2 1/2 out of 5 stars. The allure of the Saul Bass direction credit quickly wore off after about 15 minutes of ants close ups. The effects were badly dated and the characters were blank. Despite the siege plot I've seen dozens of times before and the somewhat nonsensical ending I didn't mind it by the end. I guess I was expecting more out of Bass.
Cool concept and some amazing visuals but not really much to say after that. I really just wish it stopped after the first 10 minutes. Those 10 minutes owned my ass and are the main reason I'm giving it three stars! Still, well worth at least one viewing
An entomological sci-fi masterpiece, turning one ubiquitous creature into a threat on par with aliens. This is incredibly unique and, if you know much about ants, not far off from what they are capable of. The mixture of colors with the camerawork of a Discovery Channel piece makes this a one-of-a-kind experience. The original ending (https://www.youtube.com/watch?v=beLpsWaUDNk) is worth seeing directly afterwards.

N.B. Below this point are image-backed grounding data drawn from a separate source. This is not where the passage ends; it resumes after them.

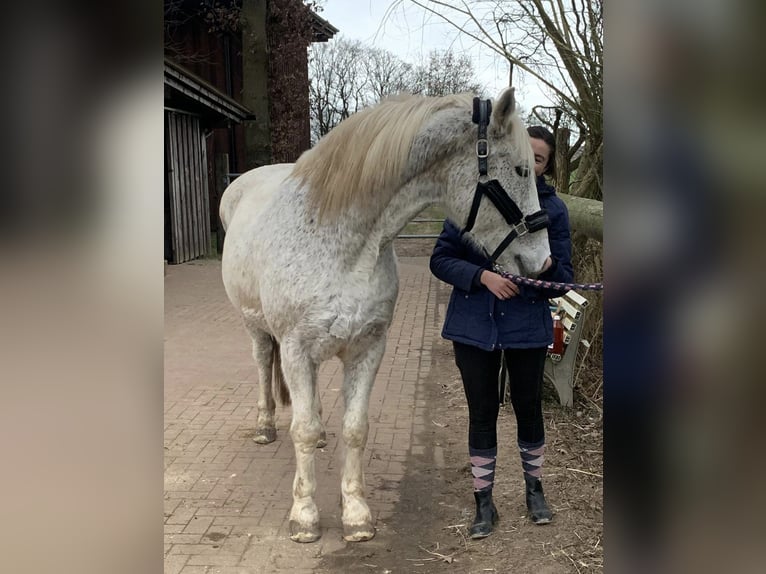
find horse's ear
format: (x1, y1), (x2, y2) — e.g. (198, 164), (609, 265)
(491, 87), (516, 131)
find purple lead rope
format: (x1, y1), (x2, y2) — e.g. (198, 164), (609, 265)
(500, 272), (604, 292)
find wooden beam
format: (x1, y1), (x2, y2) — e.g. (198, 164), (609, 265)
(558, 192), (602, 242)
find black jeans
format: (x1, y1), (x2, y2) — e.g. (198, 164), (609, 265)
(453, 342), (548, 450)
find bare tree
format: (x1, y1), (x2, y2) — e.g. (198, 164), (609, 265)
(398, 0), (602, 201)
(363, 47), (416, 102)
(309, 40), (484, 142)
(411, 49), (484, 97)
(308, 38), (370, 142)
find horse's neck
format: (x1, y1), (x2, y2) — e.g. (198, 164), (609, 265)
(348, 178), (440, 276)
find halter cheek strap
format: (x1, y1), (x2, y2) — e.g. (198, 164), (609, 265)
(464, 180), (550, 262)
(462, 97), (549, 266)
(472, 98), (492, 177)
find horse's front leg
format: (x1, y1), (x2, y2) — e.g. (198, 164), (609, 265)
(281, 337), (324, 543)
(340, 330), (387, 542)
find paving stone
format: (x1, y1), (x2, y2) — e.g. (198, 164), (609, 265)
(165, 258), (436, 572)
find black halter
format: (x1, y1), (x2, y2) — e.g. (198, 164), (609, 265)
(461, 97), (549, 267)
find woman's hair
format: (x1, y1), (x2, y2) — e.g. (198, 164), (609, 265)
(527, 125), (556, 178)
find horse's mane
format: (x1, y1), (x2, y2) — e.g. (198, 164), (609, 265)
(292, 92), (475, 221)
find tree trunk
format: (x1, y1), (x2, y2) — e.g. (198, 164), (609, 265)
(570, 138), (602, 200)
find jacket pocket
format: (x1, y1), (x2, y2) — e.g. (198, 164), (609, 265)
(494, 298), (534, 342)
(443, 289), (491, 344)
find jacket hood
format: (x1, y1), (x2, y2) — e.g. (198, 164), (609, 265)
(444, 218), (462, 235)
(536, 175), (556, 196)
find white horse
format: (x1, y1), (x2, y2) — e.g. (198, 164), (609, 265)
(220, 88), (550, 543)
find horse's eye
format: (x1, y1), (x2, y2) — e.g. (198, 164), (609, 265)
(515, 165), (530, 178)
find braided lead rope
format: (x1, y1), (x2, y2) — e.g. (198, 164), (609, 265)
(501, 272), (604, 292)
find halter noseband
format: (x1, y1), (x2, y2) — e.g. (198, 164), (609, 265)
(461, 97), (549, 268)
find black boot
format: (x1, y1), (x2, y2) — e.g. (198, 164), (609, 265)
(524, 475), (553, 525)
(469, 489), (499, 539)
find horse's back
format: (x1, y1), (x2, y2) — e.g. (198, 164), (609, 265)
(219, 163), (293, 231)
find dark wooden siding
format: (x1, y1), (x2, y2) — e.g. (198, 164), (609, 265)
(165, 110), (211, 263)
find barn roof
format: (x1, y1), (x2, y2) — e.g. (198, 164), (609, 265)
(309, 11), (338, 43)
(164, 58), (252, 123)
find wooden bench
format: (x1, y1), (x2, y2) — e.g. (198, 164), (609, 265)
(498, 290), (589, 408)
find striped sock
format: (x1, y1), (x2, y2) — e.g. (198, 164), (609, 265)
(519, 439), (545, 481)
(470, 446), (497, 492)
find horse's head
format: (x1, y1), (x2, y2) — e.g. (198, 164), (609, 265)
(439, 88), (551, 277)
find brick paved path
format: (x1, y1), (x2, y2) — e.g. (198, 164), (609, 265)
(164, 257), (441, 573)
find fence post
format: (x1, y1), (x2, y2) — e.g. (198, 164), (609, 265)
(555, 127), (571, 194)
(214, 153), (229, 254)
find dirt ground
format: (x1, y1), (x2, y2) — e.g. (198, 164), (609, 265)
(312, 240), (603, 573)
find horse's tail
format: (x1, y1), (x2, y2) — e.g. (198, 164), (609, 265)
(271, 338), (291, 407)
(219, 182), (245, 232)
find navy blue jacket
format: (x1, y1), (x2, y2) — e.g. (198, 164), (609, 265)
(430, 176), (573, 351)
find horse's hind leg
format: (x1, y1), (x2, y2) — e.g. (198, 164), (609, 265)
(247, 326), (277, 444)
(248, 323), (326, 448)
(281, 336), (324, 543)
(316, 384), (327, 448)
(339, 330), (387, 542)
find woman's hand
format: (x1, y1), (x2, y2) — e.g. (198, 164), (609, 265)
(479, 270), (520, 300)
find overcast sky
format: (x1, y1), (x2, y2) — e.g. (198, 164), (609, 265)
(318, 0), (548, 111)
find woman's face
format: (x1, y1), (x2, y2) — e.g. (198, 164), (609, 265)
(530, 137), (552, 177)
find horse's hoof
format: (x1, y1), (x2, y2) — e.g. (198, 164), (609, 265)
(316, 430), (327, 449)
(289, 520), (321, 543)
(342, 522), (375, 542)
(252, 427), (277, 444)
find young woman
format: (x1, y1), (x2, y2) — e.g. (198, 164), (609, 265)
(429, 126), (573, 538)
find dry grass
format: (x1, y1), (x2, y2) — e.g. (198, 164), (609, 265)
(569, 234), (603, 411)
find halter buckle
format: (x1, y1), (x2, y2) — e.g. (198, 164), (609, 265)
(512, 220), (529, 237)
(476, 139), (488, 159)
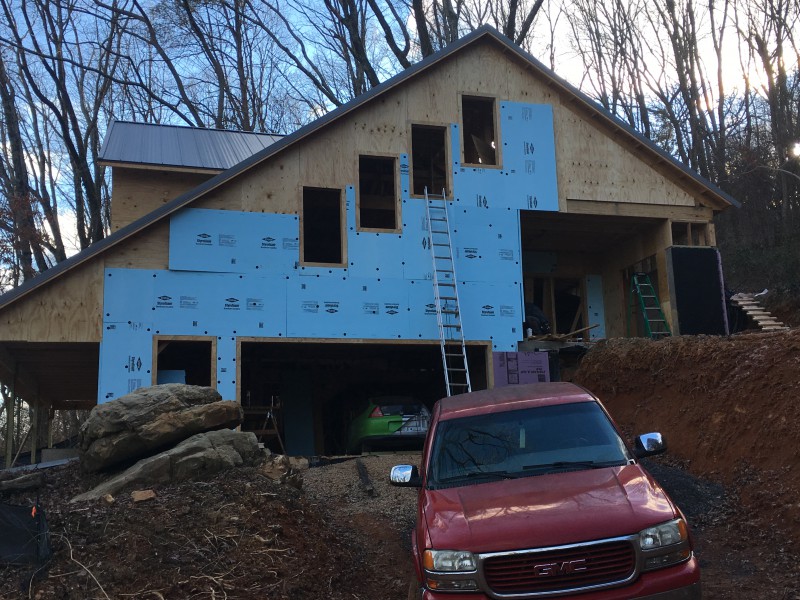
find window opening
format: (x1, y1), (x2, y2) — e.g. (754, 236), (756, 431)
(462, 95), (497, 165)
(523, 276), (584, 335)
(303, 187), (342, 264)
(156, 339), (213, 386)
(358, 156), (397, 230)
(411, 125), (447, 196)
(671, 222), (690, 246)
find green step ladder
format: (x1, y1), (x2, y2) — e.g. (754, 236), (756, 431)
(628, 273), (671, 339)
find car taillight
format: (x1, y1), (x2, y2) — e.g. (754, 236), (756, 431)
(369, 406), (384, 418)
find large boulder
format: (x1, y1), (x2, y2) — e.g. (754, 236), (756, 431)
(71, 430), (264, 502)
(79, 384), (243, 472)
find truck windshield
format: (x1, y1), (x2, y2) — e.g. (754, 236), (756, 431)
(428, 402), (631, 488)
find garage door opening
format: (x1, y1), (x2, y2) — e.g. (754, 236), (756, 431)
(239, 341), (488, 455)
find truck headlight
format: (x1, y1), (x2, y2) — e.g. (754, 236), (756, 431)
(640, 518), (692, 571)
(423, 550), (479, 591)
(423, 549), (477, 572)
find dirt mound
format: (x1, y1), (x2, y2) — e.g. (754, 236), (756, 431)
(575, 328), (800, 542)
(0, 462), (384, 599)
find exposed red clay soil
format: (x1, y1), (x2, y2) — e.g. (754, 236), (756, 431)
(575, 328), (800, 544)
(575, 329), (800, 598)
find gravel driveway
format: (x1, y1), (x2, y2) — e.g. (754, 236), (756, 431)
(303, 452), (800, 599)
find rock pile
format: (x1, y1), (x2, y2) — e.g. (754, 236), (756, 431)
(72, 429), (262, 501)
(78, 384), (243, 472)
(72, 384), (266, 502)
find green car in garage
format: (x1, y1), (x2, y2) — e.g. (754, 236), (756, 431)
(347, 396), (431, 454)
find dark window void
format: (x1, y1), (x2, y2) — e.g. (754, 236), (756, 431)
(156, 340), (212, 386)
(524, 276), (583, 335)
(359, 156), (397, 229)
(412, 125), (447, 196)
(303, 187), (342, 264)
(462, 96), (497, 165)
(671, 222), (708, 246)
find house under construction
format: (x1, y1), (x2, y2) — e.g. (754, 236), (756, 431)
(0, 26), (737, 457)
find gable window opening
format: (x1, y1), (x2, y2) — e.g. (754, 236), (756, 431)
(411, 125), (448, 197)
(303, 187), (343, 264)
(462, 95), (497, 166)
(358, 155), (398, 230)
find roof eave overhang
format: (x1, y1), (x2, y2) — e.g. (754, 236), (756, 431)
(99, 159), (224, 176)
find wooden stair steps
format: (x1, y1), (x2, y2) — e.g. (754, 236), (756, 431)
(729, 293), (789, 331)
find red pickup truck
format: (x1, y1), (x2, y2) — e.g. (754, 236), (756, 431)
(390, 382), (700, 599)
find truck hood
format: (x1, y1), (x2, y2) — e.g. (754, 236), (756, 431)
(422, 464), (675, 553)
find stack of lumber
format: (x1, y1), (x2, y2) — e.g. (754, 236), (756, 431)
(730, 293), (789, 331)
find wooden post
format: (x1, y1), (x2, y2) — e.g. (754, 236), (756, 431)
(4, 396), (13, 469)
(5, 365), (17, 468)
(48, 407), (54, 449)
(30, 403), (38, 465)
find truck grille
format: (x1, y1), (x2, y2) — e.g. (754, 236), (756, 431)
(482, 540), (636, 595)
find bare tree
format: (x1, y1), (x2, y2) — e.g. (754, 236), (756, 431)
(0, 0), (120, 249)
(0, 50), (43, 282)
(737, 0), (800, 231)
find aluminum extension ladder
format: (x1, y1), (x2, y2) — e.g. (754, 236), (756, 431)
(424, 188), (472, 396)
(628, 273), (671, 339)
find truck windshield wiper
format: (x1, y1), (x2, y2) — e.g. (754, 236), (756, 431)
(439, 470), (521, 482)
(522, 460), (624, 471)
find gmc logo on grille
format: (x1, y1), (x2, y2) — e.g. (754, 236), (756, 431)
(533, 559), (588, 577)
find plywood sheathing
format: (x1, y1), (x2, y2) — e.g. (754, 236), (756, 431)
(0, 260), (103, 343)
(104, 222), (171, 270)
(112, 167), (214, 231)
(166, 38), (721, 223)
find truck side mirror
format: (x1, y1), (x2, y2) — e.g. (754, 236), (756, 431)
(390, 464), (422, 487)
(634, 432), (667, 458)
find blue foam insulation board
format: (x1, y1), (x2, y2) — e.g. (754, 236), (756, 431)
(450, 205), (521, 283)
(452, 104), (558, 212)
(407, 279), (446, 340)
(457, 282), (522, 351)
(215, 336), (237, 400)
(100, 102), (561, 402)
(170, 208), (299, 274)
(348, 178), (405, 279)
(399, 199), (434, 281)
(585, 275), (607, 339)
(98, 322), (153, 401)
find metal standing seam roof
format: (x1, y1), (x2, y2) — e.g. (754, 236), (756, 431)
(99, 121), (283, 171)
(0, 25), (740, 312)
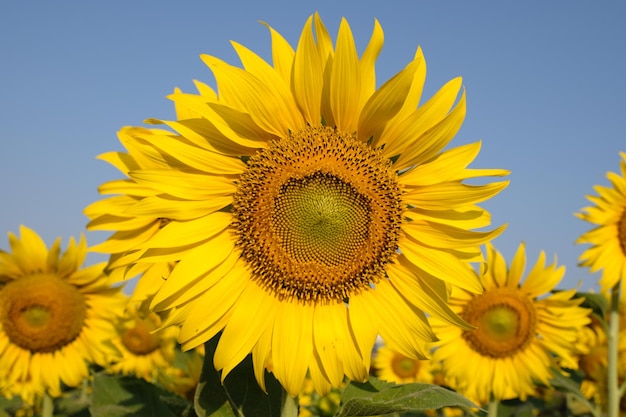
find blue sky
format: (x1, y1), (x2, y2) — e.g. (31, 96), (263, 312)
(1, 1), (624, 292)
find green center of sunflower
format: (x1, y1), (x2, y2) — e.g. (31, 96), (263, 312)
(0, 274), (87, 353)
(461, 287), (536, 358)
(233, 126), (403, 304)
(273, 173), (370, 266)
(121, 320), (161, 355)
(391, 353), (421, 379)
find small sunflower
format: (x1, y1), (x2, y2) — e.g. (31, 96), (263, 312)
(431, 242), (591, 405)
(0, 226), (125, 405)
(157, 346), (204, 401)
(298, 376), (344, 417)
(577, 299), (626, 408)
(87, 13), (509, 396)
(577, 152), (626, 292)
(108, 305), (179, 382)
(373, 343), (433, 384)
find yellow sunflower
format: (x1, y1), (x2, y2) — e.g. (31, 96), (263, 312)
(297, 375), (344, 417)
(431, 242), (591, 405)
(87, 13), (509, 396)
(577, 152), (626, 292)
(0, 226), (125, 405)
(578, 299), (626, 409)
(108, 305), (179, 382)
(157, 346), (204, 401)
(373, 343), (433, 384)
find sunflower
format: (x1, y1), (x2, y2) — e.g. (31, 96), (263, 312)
(87, 13), (509, 396)
(157, 346), (205, 401)
(108, 304), (179, 382)
(577, 152), (626, 292)
(373, 343), (434, 384)
(431, 242), (591, 405)
(298, 376), (344, 417)
(577, 299), (626, 410)
(0, 226), (125, 405)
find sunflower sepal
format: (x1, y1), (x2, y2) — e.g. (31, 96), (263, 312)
(335, 377), (478, 417)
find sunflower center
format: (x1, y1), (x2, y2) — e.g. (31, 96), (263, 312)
(121, 320), (161, 355)
(273, 173), (370, 266)
(391, 353), (421, 379)
(0, 274), (86, 353)
(233, 126), (403, 304)
(461, 288), (536, 358)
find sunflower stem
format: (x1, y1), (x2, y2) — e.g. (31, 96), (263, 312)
(607, 282), (621, 417)
(41, 392), (54, 417)
(487, 398), (498, 417)
(79, 377), (89, 402)
(280, 390), (299, 417)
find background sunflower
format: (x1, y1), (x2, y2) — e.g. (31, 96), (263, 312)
(0, 226), (126, 406)
(431, 242), (591, 405)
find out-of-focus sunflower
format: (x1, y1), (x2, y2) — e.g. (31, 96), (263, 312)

Criminally underrated. Tripped me OUT as a kid and now too. Phase IV is "one of the most beautifully photographed films, of any genre, ever made. Despite some amateurish elements, it has a significant wow factor. Middleham’s cinematography is absolutely stunning and there are moments in the film that are truly visionary." - Marc Campbell, Dangerousminds.net
A precursor to Alien? Heavyweight Saul Bass' creeping story is a masterpiece threatening the audience with Commie Ants, the Apollo Program & Silent Spring. Watch in terror & psychedelia the opening 15 minute sequence where ants upstage the human cast with theory and benevolence - sacrificing themselves for the greater good completely overwhelming the human story in this oddity. The camera work & close-ups are sublime
As might be expected from Mr. Bass, this film is at its best when dealing with miniature drama. The insect scenes are rather astonishing; surprisingly moving and lacking the documentary feel which, to me, seemed inevitable. The human scenes resemble something between The Thing and Solyaris, reflective and resigned yet desperate and mournful. Hardly, to my mind, a masterpiece, but check it out if it intrigues you.